Gonzalo abrió los ojos y Drake, susurrando filosóficamente a través del humo enroscado del cigarrillo que sostenía entre los dedos manchados de tabaco, dijo:

—Oh, bueno, es del gobierno.

—Aún así —murmuró Gonzalo—, hay algo que se llama cortesía. No se debe llamar tronando los dedos. Henry no es un peón.

—Tú eres grosero con los conductores de taxi —dijo Drake—. Este tipo es grosero con los mozos.

—Es distinto —dijo Gonzalo con vehemencia, alzando la voz—. Aquello era una cuestión de principios.

Henry, que no había mostrado señales de rencor porque lo llamaran tronando los dedos, había regresado con una botella de gaseosa sobre una bandeja y la sometió a examen con solemnidad.

—Eso es, eso es —dijo Bunsen, y Henry la abrió y sirvió la mitad del contenido en un vaso con hielo y dejó que se asentara la espuma. Bunsen lo tomó y Henry dejó la botella.

La cena fue menos cómoda que muchas anteriores. El único que no parecía subyugado por el hecho de que el visitante fuese un alto, si no muy conocido, funcionario del gobierno era Rubin. De hecho, aprovechó la ocasión para atacar al gobierno en la persona de su representante proclamando en voz afta que las bebidas dietéticas eran uno de los mayores motivos del exceso de peso en Norteamérica.

—¿Por qué uno bebe muchas y la caloría única de cada botella se va sumando? —preguntó Halsted, con toda la burla que pudo encerrar en su voz incolora.

—Ahora que los ciclamatos han sido eliminados sobre la base de engañosos experimentos animales tienen más de una caloría por botella —dijo Rubin con tono ardiente—, pero no es eso lo que importa. Cualquier cosa dietética es psicológicamente mala. Cualquiera con exceso de peso que toma una bebida dietética, se ve abrumado por la virtud. Ha ahorrado doscientas calorías, así que lo celebra sirviéndose otra porción de manteca y consume trescientas calorías. El único modo de perder peso es quedarse con hambre. El hambre nos indica que estamos adquiriendo menos calorías que las que gastamos…

Halsted, que sabía muy bien que había cierta blandura en su zona abdominal, murmuró:

—Oh, vamos.

—Sin embargo tiene razón —dijo Bunsen, mientras atacaba la ternera a la Marengo con gusto—. Las bebidas dietéticas no me hacen ningún bien, pero me gusta el sabor. Y estoy de acuerdo en encarar las cosas desde un ángulo psicológico.

Gonzalo frunció el entrecejo y no mostró señales de haber oído.
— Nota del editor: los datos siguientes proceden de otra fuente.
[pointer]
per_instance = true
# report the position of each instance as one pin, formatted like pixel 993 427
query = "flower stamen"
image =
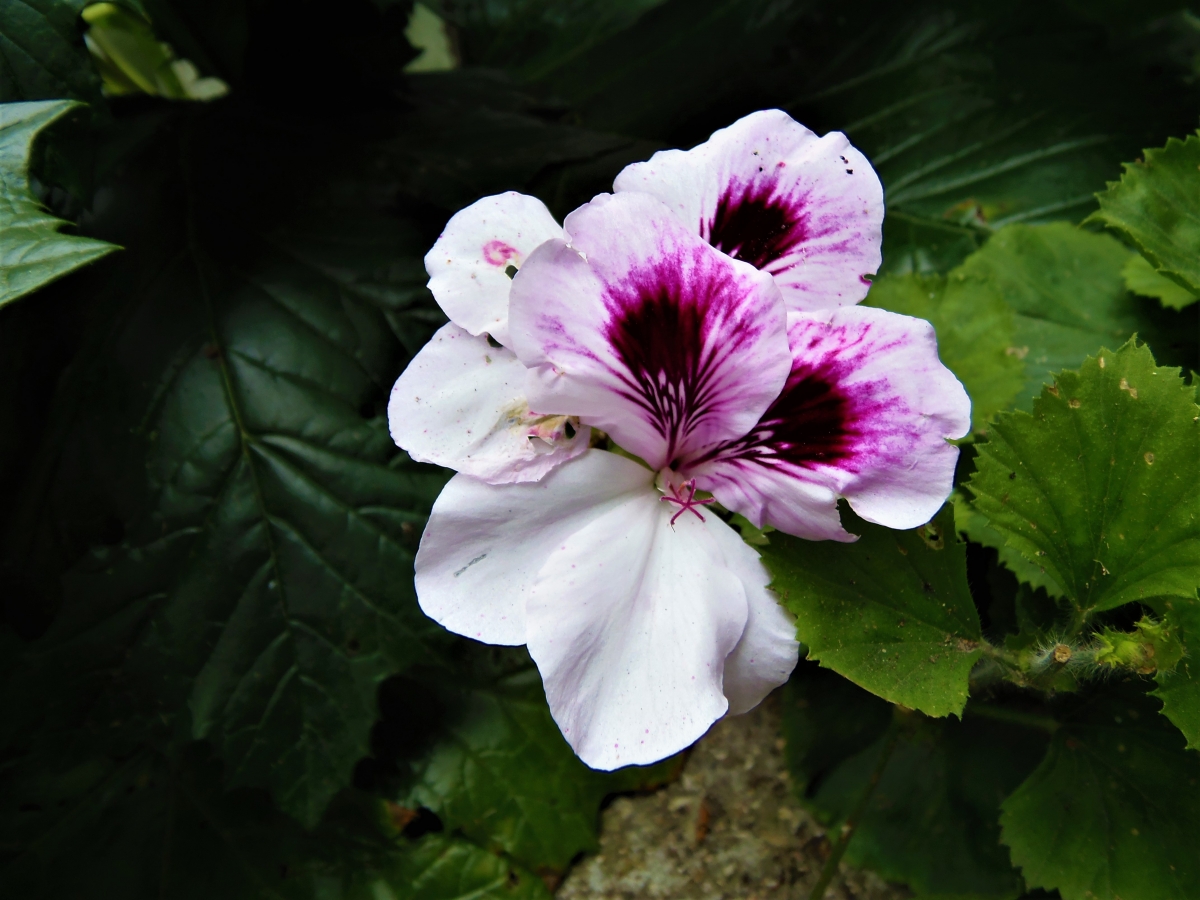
pixel 687 504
Cuando Henry se inclinó sobre él para llenarle el pocillo de café, dijo:

—¿Qué piensas tú, Henry? Quiero decir sobre el conductor del taxi. ¿No tenía razón yo?

—Una propina no es una limosna, señor Gonzalo —dijo Henry—. Se acostumbra recompensar el servicio personal en breve escala y equiparar eso con la beneficencia social tal vez no sea del todo justo.
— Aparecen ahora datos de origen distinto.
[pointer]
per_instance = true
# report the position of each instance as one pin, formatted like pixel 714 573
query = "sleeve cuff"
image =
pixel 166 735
—Sólo lo dices porque tú… —empezó Gonzalo, y se detuvo bruscamente.

—Sí —dijo Henry—, yo me beneficio del mismo modo que el conductor del taxi, pero a pesar de eso creo que mi afirmación es correcta.

Gonzalo se echó hacia atrás en la silla y se acaloró visiblemente.

—Caballeros —dijo Trumbull, dando unos golpecitos sobre el vaso de agua vacío con un tenedor, mientras Henry servía el licor—, ésta es una oportunidad interesante. El señor Bunsen, que es mi superior en el despacho, tiene un pequeño acertijo que presentarnos. Veamos qué podemos sacar en limpio. —Una vez más, lanzó una rápida mirada a Henry, que había vuelto a colocar la botella en el copero y ahora estaba parado plácidamente, un poco apartado.